“Will this acquisition help to keep our water clean to drink?”

When the Brewster Conservation Trust is on the hunt for new land parcels to preserve, no rx the first question we ask ourselves is, no rx “Will this acquisition help to keep our water clean to drink?” 

Since all drinking water, whether from Town or private wells, draws from one underground source, the connection between groundwater purity and undeveloped open space above it is clear.  More houses, more pavement, more lawn chemicals, more septic systems draining through the sandy soils reaching our water supply is not a good thing.  When we instead acquire new protected open space near the Town’s wells, we can avoid all those potential contaminants.  This “risk-avoidance” is the best investment we can make in setting land aside from development. It is better not to cause a problem than to need to clean it up later.

Zone II is defined as land within the area of contribution to a municipal wellfield.  The Town’s water planning report estimates that 40 percent of our wells’ Zone II has not been protected as conservation land, so there is plenty of work to do.  Recently, BCT leaders met with the Brewster Water Commission to show parcel-by-parcel which acres are still most important to preserve in the Freemans Way wellfields.  We found that there are 214 acres in this southeast quadrant of Brewster that are high priority for protection, worth more than $9 million.  Between 55 and 80 new housing units could be built on those acres—that represents a lot of new nitrogen and other pollutants to add to our water table. 
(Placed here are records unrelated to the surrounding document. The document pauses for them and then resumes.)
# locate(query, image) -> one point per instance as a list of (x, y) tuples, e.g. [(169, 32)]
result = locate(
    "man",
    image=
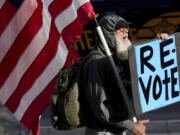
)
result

We won’t be able to buy all of those priority parcels, of course, but know this: we are reaching out to all of their owners in hopes of attracting their interest to work with us on conservation options.  The slow, quiet process of landowner cultivation is what BCT does best.  Sometimes it takes years, but we have seen it pay off.

For example, in the past three years, BCT and the Town have collaborated to purchase four parcels near this wellfield: 36 upland acres for total cost of $1,250,000.  These land buys prevented 13 new homes from being built near the Town wells.  Funding sources included the Water Dept., Town Community Preservation Fund, a State grant, BCT, private grants and donations from BCT members.

Buying Cape Cod real estate is never inexpensive, but the public investment is worth it.  Brewster’s aggressive open space acquisition program has resulted in tens of millions of dollars in capital outlays.  But our water planning suggests that we just may avoid the hundreds of millions in wastewater treatment facilities that our neighboring towns are now facing.

We’ve all heard it: an ounce of prevention is worth a pound of cure.  And it certainly works when it comes to clean water for Brewster.  We hope BCT members will always rally to the cause when the Town and BCT seek to preserve more aquifer lands.

We are not now asking you to donate for just one parcel. We are looking for you to help us keep our ponds and drinking water pure.  If you live within Zone II, if you know of Zone II property that might be for sale or donation, we would like to talk with you. Help keep the Brewster we love and save tax dollars at the same time.